Service clubs and community organisations have also been forced to cancel meetings. They include Border Bubs, a mothers group run by local women including young mum Bianca Niejalke, who lives with husband Wayne on a broadacre crop farm 5km east of the SA border in Victoria.
“I can’t see the SA girls in Border Bubs and I can’t go to meetings, and Wayne is on the local (agricultural) show committee and he’s not allowed to go to meetings either,” Ms Niejalke said.
“I can’t go to the Pinnaroo gym because that’s non-essential. We can’t even take our kids over for playgroup. Whether anyone admits it or not, there’s a real underlying divide now in our community. We are one big community but we are being left out in the cold. We feel so isolated.”
Beck Oakley runs a lovely clothing and gift store in Pinnaroo called Harvested, which she can still operate each day as it is deemed to be work. But she and her farmer husband Trent live on a large property that straddles the SA and Victorian border in an area known as Panitya, 2km east of SA.
Because their house is on the Victorian side of their property they’re banned from entering SA for anything but work.
“We have had to pull both our daughters out of all their extra-curricular stuff in Pinnaroo — netball, dance classes, footy — and they are not allowed to see their friends on the SA side of the border,” Ms Oakley said.
Pinnaroo motor mechanic Simon Peers runs Peers Motors, but because he lives in Murrayville he has to clear out each day at the end of his shift and return to Victoria. Mr Peers is also secretary of the Border Districts Motorbike Club, which just finished building a terrific new track, but none of the club’s Victorian members were allowed to attend its launch two Saturdays ago because it was deemed non-essential.
“It is creating two classes of citizens here,” Mr Peers said.

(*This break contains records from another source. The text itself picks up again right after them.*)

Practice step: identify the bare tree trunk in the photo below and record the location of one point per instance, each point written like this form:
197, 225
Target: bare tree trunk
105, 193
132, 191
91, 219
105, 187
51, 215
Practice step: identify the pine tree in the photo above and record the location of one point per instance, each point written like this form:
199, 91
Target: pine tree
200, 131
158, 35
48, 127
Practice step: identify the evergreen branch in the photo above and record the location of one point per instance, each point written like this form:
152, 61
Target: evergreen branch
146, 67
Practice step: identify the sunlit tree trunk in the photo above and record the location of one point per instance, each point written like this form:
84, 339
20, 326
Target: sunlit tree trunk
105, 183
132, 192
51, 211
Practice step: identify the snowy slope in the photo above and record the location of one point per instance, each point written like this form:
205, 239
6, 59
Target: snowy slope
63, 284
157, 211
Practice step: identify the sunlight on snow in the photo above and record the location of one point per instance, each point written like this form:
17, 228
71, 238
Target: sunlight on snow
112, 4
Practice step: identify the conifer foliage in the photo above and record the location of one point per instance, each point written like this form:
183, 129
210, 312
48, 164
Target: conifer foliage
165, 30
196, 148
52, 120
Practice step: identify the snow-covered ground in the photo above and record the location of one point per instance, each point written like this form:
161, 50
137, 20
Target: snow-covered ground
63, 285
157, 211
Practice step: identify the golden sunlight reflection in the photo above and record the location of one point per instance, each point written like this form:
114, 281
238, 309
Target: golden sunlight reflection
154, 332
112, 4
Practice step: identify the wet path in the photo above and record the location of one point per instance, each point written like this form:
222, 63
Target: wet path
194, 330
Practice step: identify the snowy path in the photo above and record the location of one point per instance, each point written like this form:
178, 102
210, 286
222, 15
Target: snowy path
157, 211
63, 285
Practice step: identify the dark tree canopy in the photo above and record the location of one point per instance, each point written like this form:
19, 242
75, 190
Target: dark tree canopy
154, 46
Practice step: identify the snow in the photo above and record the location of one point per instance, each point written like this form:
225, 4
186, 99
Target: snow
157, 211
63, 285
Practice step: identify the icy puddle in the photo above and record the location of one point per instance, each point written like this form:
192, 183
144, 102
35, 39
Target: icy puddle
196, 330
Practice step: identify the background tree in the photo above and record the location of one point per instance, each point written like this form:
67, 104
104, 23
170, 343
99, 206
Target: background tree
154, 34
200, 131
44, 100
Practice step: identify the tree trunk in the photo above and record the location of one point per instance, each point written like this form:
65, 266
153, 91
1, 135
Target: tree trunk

“There is quite a bit of tension now because people are being treated like second-class citizens. Why not just give us a handful of passes saying that we are all border locals and let us go about our business? No one is trying to do anything stupid, but there’s not one COVID case around here.
“This isn’t Melbourne and they are forcing us closer to Melbourne. Why the hell would anyone want to go to Melbourne anyway?”